Los bienaventurados que alcanzaron ya el Cielo son muy diferentes entre sí, pero tuvieron en esta vida
terrena un común distintivo: vivieron la caridad con quienes les rodeaban. El Señor dejó dicho: en esto
conocerán todos que sois mis discípulos, si os amáis unos a otros. Ésta es la característica de los Santos, de
aquellos que están ya en la presencia de Dios.
Nosotros nos encontramos caminando hacia el Cielo y muy necesitados de la misericordia del Señor, que
es grande y nos mantiene día a día. Hemos de pensar muchas veces en él y en las gracias que tenemos,
especialmente en los momentos de tentación o de desánimo.

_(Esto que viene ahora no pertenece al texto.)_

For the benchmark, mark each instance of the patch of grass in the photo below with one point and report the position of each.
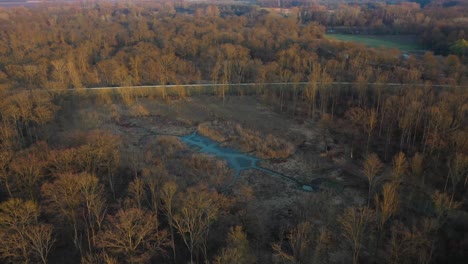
(401, 42)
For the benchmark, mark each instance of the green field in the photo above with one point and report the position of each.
(403, 43)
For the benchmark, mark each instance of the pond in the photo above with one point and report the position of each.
(235, 159)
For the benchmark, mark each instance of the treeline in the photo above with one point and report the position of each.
(73, 196)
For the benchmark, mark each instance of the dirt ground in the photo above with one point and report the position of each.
(318, 159)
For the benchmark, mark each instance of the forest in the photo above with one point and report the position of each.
(358, 154)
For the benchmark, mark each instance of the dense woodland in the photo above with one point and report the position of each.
(81, 197)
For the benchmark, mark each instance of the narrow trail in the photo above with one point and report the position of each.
(235, 159)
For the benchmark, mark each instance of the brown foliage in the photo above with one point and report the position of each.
(133, 236)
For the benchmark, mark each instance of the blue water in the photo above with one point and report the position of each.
(235, 159)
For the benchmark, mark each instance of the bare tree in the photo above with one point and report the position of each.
(22, 237)
(133, 235)
(237, 249)
(198, 208)
(168, 192)
(354, 223)
(371, 169)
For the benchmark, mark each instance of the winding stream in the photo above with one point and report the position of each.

Allí nos espera una multitud incontable de amigos. Ellos «pueden prestarnos ayuda, no sólo porque la luz
del ejemplo brilla sobre nosotros y hace más fácil a veces que veamos lo que tenemos que hacer, sino
también porque nos socorren con sus oraciones, que son fuertes y sabias, mientras las nuestras son tan
débiles y ciegas. Cuando os asoméis en una noche de noviembre y veáis el firmamento constelado de
estrellas, pensad en los innumerables santos del Cielo, que están dispuestos a ayudarnos...». Nos llenará de
esperanza en los momentos difíciles. En el Cielo nos espera la Virgen para darnos la mano y llevarnos a la
presencia de su Hijo, y de tantos seres queridos como allí nos aguardan.